One winter morning in 2004, when Rokni Haerizadeh was a graduate student at art school in Tehran, he went for a walk on campus and came across a disturbing sight. Haerizadeh, then 26, had already been marked as a troublemaker at the school due to his uncommon talent, his spiky hair, and his penchant for questioning his teachers—a combination not welcome at a university where female figure models were fully covered in hijabs. The artist had just spent months working on a gigantic outdoor mural inspired by subversive 15th-century miniaturist Mohammad Siyah Ghalam. Haerizadeh had completed the piece without incident, but on this morning he turned a corner to see a blank wall where his mural had been. Overnight the authorities had erased the whole thing, covering it with a thick coat of white paint.
It’s hard to imagine a more literal example of artistic censorship, even in Iran, where the ruling mullahs aren’t known for their subtlety. Today the religious establishment is doing its best to whitewash the artworks of Rokni and his older brother, Ramin, but its efforts are backfiring. The two men are creating some of the most complex and provocative art in the Middle East, much of it blisteringly critical of the Iranian regime. Rokni’s large-scale oil paintings and Ramin’s photo-based collages are increasingly prized by such major collectors as Charles Saatchi and François Pinault and museum heavyweights like Suzanne Cotter, curator of the Guggenheim Abu Dhabi Project, who has signed up the brothers for an ambitious exhibition at next spring’s Sharjah Biennial. “Here are two artists—brothers—each producing work that combines remarkable visual seduction with a rare ability to comment on the present day in all of its complexity,” says Cotter. “They are not only very gifted artists, but I think time will show them also to be very important artists.”
As their art gains favor worldwide, Rokni and Ramin are preoccupied with such banal but urgent concerns as trying to find a place to live and work legally. Until 2009 they’d managed to stay in their native Tehran.
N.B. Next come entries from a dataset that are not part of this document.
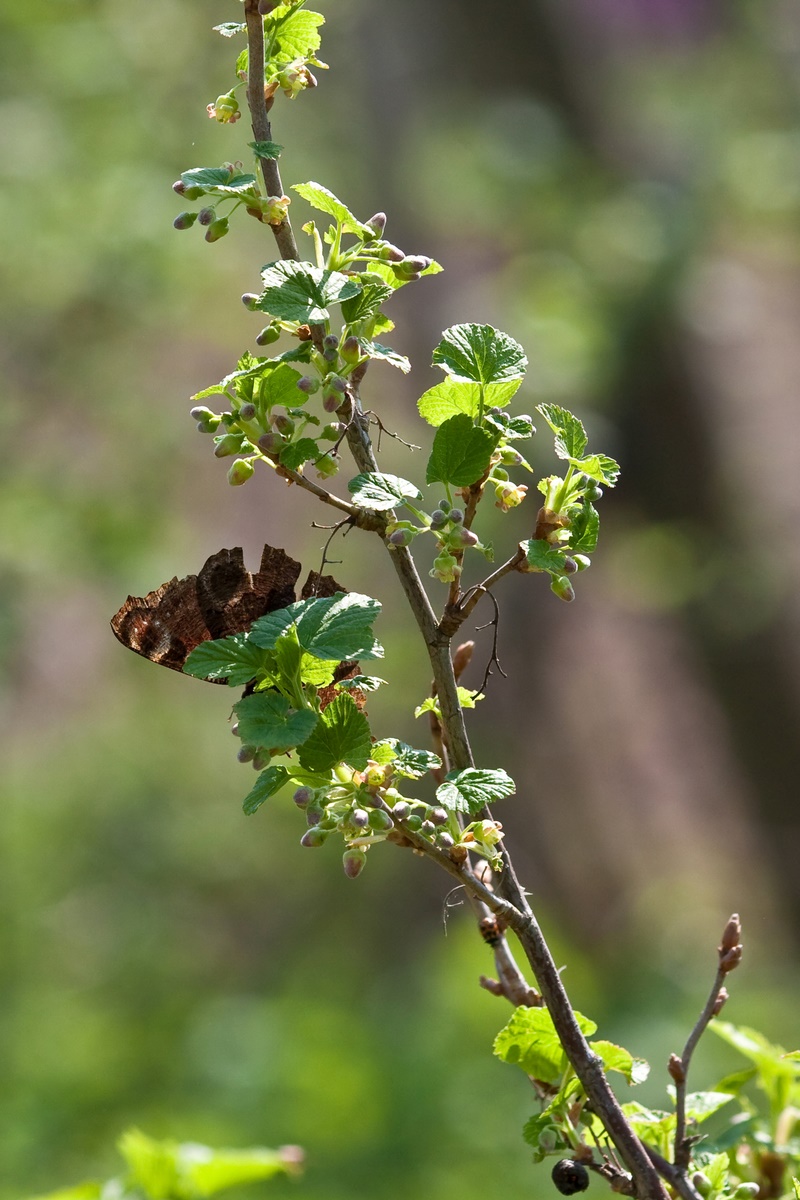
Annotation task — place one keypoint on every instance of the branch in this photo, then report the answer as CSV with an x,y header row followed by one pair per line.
x,y
260,123
729,952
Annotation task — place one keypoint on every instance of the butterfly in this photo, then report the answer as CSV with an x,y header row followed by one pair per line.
x,y
222,599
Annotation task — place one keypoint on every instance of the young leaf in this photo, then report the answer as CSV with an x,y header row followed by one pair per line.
x,y
599,467
614,1057
228,658
570,435
341,736
340,627
379,492
268,784
367,304
461,453
216,178
405,760
266,720
299,453
529,1041
325,202
470,790
480,353
584,528
300,292
541,555
296,35
266,149
385,353
209,1171
453,396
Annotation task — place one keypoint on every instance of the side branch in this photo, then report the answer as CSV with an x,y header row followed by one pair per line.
x,y
260,123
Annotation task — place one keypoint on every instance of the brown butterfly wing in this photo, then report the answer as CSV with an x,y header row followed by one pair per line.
x,y
222,599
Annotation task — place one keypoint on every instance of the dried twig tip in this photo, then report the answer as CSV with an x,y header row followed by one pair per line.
x,y
731,946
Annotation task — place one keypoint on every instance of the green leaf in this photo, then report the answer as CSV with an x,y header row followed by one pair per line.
x,y
373,490
599,467
266,720
340,627
296,35
209,1171
453,396
228,658
614,1057
461,453
529,1041
266,149
364,683
217,179
266,785
480,353
341,736
299,453
299,292
542,557
584,528
405,760
325,202
570,435
367,304
470,790
385,353
151,1163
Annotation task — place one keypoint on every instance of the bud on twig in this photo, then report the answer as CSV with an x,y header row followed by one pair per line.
x,y
675,1068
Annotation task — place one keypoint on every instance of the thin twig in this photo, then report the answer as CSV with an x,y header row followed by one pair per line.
x,y
260,123
729,955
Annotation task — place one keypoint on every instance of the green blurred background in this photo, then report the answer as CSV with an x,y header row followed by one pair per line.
x,y
617,184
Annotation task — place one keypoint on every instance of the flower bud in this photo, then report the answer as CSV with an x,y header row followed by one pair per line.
x,y
313,838
561,587
270,443
206,420
284,425
268,335
217,229
353,861
350,349
377,223
240,472
310,384
228,444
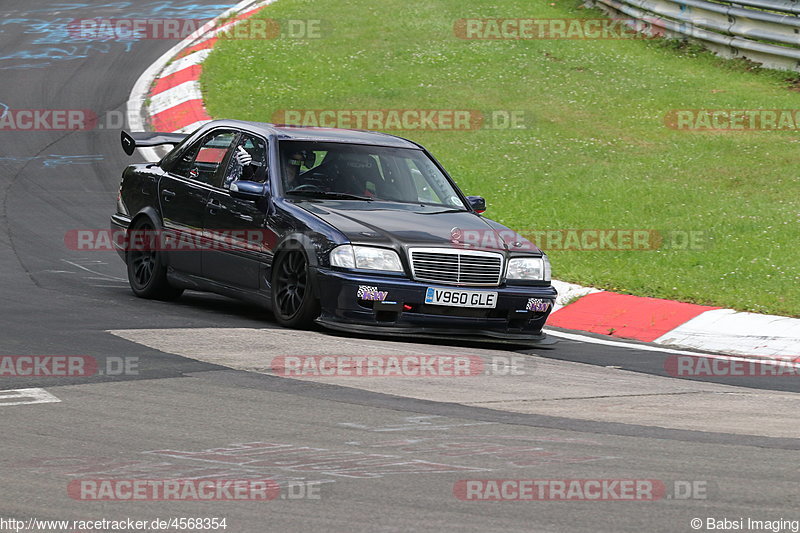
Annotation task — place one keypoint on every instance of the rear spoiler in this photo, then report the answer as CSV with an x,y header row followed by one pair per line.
x,y
132,141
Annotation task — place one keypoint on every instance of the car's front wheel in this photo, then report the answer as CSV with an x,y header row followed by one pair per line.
x,y
293,301
147,271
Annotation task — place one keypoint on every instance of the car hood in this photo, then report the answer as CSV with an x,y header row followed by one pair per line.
x,y
402,225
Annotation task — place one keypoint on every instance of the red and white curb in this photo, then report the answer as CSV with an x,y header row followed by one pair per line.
x,y
676,324
167,95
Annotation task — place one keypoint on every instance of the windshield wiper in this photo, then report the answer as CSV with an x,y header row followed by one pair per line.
x,y
331,194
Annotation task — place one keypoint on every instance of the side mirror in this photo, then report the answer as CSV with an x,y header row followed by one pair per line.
x,y
248,190
477,203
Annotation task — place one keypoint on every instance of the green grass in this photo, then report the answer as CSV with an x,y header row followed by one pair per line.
x,y
597,154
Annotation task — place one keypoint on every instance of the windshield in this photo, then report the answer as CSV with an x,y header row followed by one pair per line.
x,y
361,172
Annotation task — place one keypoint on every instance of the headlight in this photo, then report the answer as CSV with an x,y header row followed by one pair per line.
x,y
529,268
366,257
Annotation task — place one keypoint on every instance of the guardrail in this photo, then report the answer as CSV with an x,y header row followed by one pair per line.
x,y
764,31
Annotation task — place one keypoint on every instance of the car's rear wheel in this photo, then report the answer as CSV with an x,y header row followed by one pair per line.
x,y
147,271
293,300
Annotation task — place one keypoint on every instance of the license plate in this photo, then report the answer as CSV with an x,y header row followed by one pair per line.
x,y
458,298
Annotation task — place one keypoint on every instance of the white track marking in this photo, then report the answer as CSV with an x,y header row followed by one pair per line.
x,y
105,277
26,397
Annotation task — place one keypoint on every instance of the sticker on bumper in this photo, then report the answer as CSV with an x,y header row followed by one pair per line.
x,y
370,293
538,305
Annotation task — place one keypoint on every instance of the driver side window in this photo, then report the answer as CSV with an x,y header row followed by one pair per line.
x,y
248,161
205,160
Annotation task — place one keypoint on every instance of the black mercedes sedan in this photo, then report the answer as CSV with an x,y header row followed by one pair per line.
x,y
357,231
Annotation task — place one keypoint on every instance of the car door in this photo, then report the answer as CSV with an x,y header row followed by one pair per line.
x,y
236,230
183,193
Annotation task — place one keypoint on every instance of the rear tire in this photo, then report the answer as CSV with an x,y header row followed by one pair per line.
x,y
147,270
293,300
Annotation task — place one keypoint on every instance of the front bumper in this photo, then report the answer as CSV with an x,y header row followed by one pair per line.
x,y
403,311
119,223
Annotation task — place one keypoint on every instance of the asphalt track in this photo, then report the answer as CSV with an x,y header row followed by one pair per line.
x,y
204,379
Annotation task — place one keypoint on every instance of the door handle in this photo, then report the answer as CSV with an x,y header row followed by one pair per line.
x,y
214,206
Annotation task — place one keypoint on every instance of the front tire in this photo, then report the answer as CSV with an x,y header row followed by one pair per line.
x,y
293,300
147,270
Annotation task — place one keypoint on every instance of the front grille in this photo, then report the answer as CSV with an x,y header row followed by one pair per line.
x,y
456,267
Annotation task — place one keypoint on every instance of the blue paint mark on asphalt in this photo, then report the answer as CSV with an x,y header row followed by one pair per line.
x,y
56,160
56,31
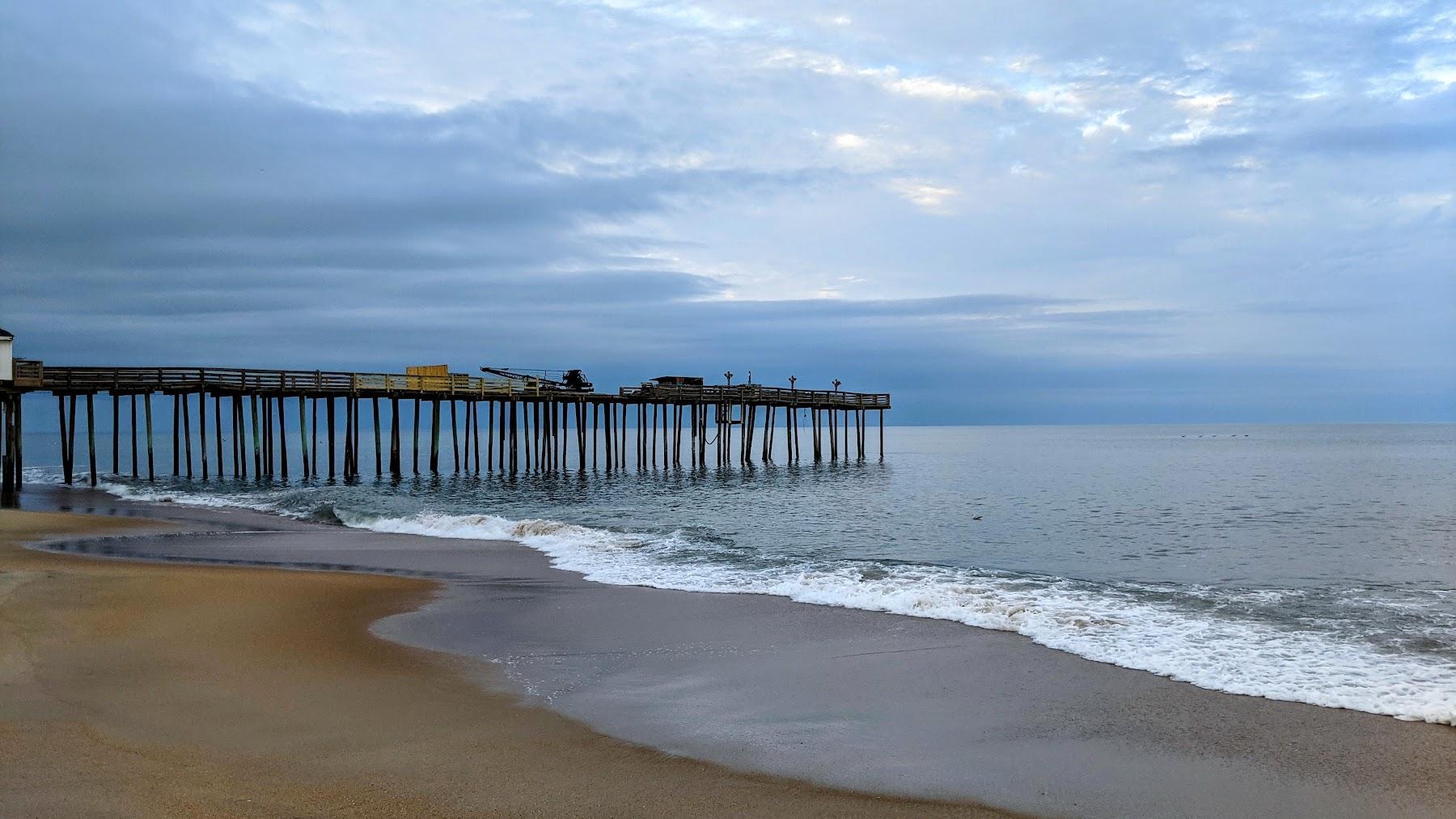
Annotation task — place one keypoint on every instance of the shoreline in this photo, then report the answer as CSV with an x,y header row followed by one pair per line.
x,y
255,691
793,690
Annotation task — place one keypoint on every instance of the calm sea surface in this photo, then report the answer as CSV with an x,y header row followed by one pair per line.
x,y
1310,562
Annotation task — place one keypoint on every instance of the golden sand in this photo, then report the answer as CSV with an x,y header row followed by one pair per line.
x,y
142,690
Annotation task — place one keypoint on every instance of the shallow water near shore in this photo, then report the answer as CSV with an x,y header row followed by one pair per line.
x,y
1310,562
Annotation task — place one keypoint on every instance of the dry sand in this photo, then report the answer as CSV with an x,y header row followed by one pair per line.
x,y
138,690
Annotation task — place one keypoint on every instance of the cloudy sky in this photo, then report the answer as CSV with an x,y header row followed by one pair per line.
x,y
1033,212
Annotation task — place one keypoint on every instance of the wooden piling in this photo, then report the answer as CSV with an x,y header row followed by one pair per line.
x,y
513,436
91,436
218,429
395,468
328,404
455,435
116,435
201,431
187,431
176,442
150,467
305,465
434,436
349,438
283,438
417,436
533,439
256,436
379,456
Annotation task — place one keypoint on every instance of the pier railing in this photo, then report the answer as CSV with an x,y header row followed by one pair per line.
x,y
238,380
759,394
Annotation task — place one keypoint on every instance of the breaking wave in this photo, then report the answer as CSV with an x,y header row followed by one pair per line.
x,y
1208,636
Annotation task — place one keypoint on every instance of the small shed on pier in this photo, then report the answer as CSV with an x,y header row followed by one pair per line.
x,y
6,356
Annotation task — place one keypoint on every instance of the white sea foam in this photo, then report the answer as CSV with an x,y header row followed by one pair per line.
x,y
1119,624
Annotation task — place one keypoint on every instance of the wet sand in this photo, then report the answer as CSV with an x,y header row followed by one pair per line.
x,y
145,690
849,698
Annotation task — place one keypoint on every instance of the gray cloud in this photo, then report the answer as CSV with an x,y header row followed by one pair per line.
x,y
1034,213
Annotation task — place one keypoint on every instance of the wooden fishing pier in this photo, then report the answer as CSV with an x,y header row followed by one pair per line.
x,y
252,422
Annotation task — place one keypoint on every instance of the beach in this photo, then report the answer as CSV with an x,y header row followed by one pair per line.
x,y
142,690
836,697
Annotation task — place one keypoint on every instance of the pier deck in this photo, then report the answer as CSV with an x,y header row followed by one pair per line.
x,y
526,426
But that spring, after a trip to Paris for their first show at Galerie Thaddaeus Ropac, they got a call from a friend warning them not to return home. Since they’d participated in a high-profile group show at Saatchi’s London gallery a few months earlier, they had been targeted by the Ministry of Islamic Culture and Guidance; their work had also just been seized during a raid at the home of a prominent Tehran collector. Aware that they faced imprisonment or worse, the brothers applied for temporary residency in the United Arab Emirates, where they now remain, in a kind of geographic and existential limbo.
“For me, Dubai feels like a safe place,” says Ramin at the pair’s cavernous studio in Dubai’s warehouse district, where they spend their days making art as the sound system blasts Stravinsky and Patti Smith. “At least nobody interrupts you while you’re working. In Iran they can come inside your studio anytime.”